Seeing the main objective (the finish line), knowing whom you would like to reach that objective with (your horse), and then hitting the fence…and everything spins (haha, hence rotational) fiercely out of your control.

Sometimes you come out okay…sometimes you lose the horse…

….. Sometimes you lose the rider.

Recommended course of action – clear the fences. (As if it was that easy all the time.) Sometimes you get over them, sometimes you just have to go around them…so long as you reach the final objective with whom you’d planned.

Tuesday, December 29, 2009

You Are Now Leaving Hope...

People often say that we live up to our own expectations. What you don’t hear is how often other people live up to our expectations.

To have an expectation is to expect, with a high degree of certainty that something will take place. As such, we tend to prepare ourselves for the expected. Expecting parents make arrangements to welcome their baby into the world. Expecting graduates make preparations to begin their new career. These are things they are expecting and likewise preparing for.

So…is it wrong to place expectations on other people?

At what point in time did we decide that expecting a baby and expecting someone to call are the same? Did a doctor give you a sonogram of the phone call ready to be made? Of course not. A phone call requires the action of another person…another person who has their own expectations and even more frightening, their own will. So no, we shouldn’t place expectations on other people. They can do what they want, when they want. If we expect certain things from them, we may just be setting ourselves up for disappointment.

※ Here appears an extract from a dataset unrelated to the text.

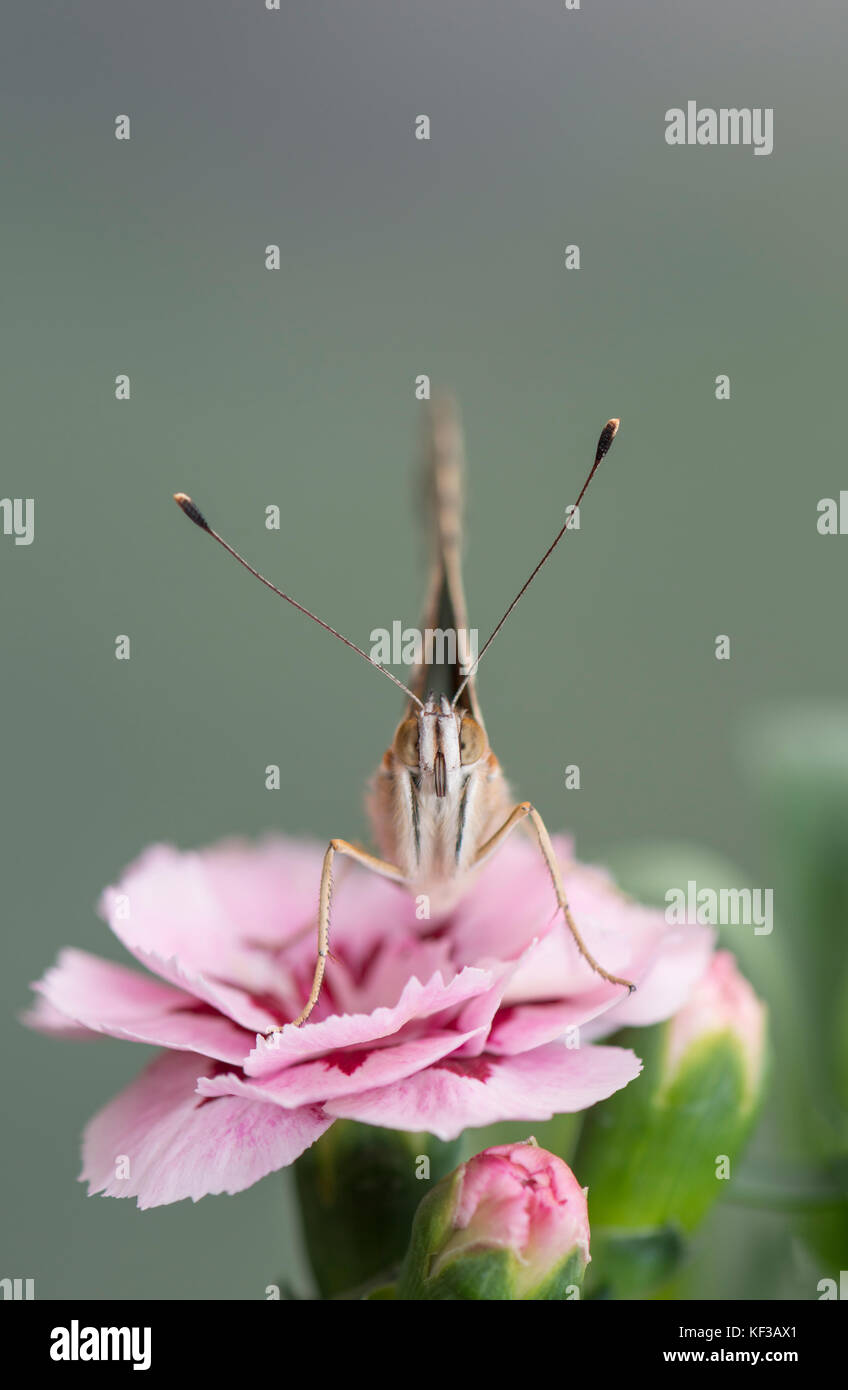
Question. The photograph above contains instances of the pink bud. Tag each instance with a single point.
(522, 1198)
(722, 1002)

….but we still do, don’t we?

That’s the thing. We have begun placing expectations where we use to place something else. Oh what’s that? Oh…right…it’s called hope.

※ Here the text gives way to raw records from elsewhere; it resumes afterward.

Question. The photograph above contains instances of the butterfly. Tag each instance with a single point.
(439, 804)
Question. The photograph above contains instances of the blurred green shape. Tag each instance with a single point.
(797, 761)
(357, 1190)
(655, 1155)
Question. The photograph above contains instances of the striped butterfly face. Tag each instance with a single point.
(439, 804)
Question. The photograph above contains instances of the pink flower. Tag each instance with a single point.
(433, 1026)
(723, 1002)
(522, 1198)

Similar to expectations, hope is expecting something to happen, only with very little certainty that it will actually come into fruition. We’ve seen words being mixed up before;
http://notforspectators.blogspot.com/2008/01/slapped-with-it-again.html#links. Just as we previously found that people mix up the word ‘want’ with ‘need’ people mix up ‘hope’ with ‘expect’. We prepare for things we want people to do or say, as if we know for a fact that they are doing to follow through. Of course, when they don’t we become devastated.

Imagine how much more we would avoid being hurt or disappointed if we only place hopes on people instead of expectations?

*sigh*
Hope has tragically died at the treacherous hands of expectation…May it rest in peace.

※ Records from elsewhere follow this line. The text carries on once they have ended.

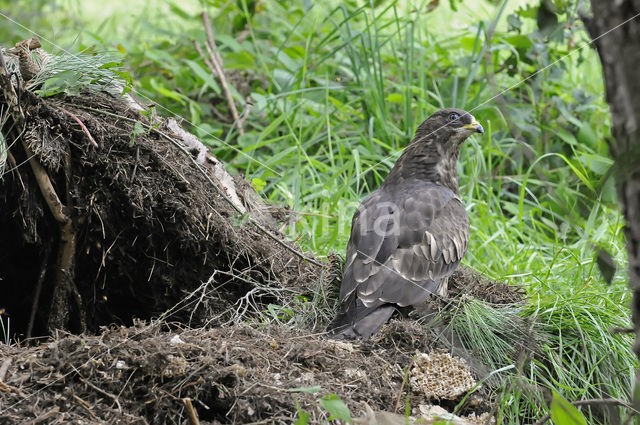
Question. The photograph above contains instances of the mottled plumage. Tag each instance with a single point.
(409, 235)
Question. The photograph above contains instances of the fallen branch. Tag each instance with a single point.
(215, 65)
(84, 128)
(191, 412)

Thursday, December 24, 2009

Thought for the day…

Insanity…doing the exact same thing over and over again…expecting different results.

The only difference between an insane person and a genius is that while a genius does something to amaze people, an insane person inconveniences them.

A guy who digs through people's trash and eats them. (Insane)
A guy who digs through people's trash, glues it together and labels it art. (Genius)

Tuesday, December 8, 2009

To Trust or To...Screw It?


Trust is a scary thing.

In order to fully trust someone you have to completely make yourself vulnerable to getting hurt. We’ve all experienced being hurt by someone we thought we trusted.

With horses they tell you never to trust them. As soon as you trust them you let your guard down and get hurt. I have to respectfully disagree with this common belief. Riding is a partnership; you have to trust each other. Let me explain.

Horses naturally avoid water of which they cannot judge the depth of. It’s a self-preservation instinct. A puddle no wider than four feet could literally be an endless pit of painful death…to a horse. We, as humans, understand that the four foot wide puddle is not an endless pit and that they can in fact walk through it and survive to annihilate their grain that night.

This is where the trust comes in. My horse trusts that I will never put him in a situation that will cause him harm. He doesn’t know for sure that at some point I won’t, but he trusts that I will protect him. Based off of past events, he is right. I’ve never given him a reason to doubt me.

In the same regards I trust him to know where his feet are at all times. I trust that he will listen to me when I pull him up from a gallop, or when I lead him down a bank he isn’t sure about. He’s 1,700 pounds; I have to trust that he won’t decide that having my on his back is the worst thing ever!

So we trust each other, and ride in harmony…every once in a while questioning each other, but always giving up the luxury of adamant knowledge for the blissfully blind trust. Things are peaceful, and everyone is happy and confident in each other. There are mistakes made, no one is perfect…but we trust each other enough to understand that the mistakes made were not in order to cause harm…perhaps just someone thinking they knew better than the other, or a simple missed judgment.

Like taking the long spot on a jump…just simple missed judgment.

Why can’t people be more like horses?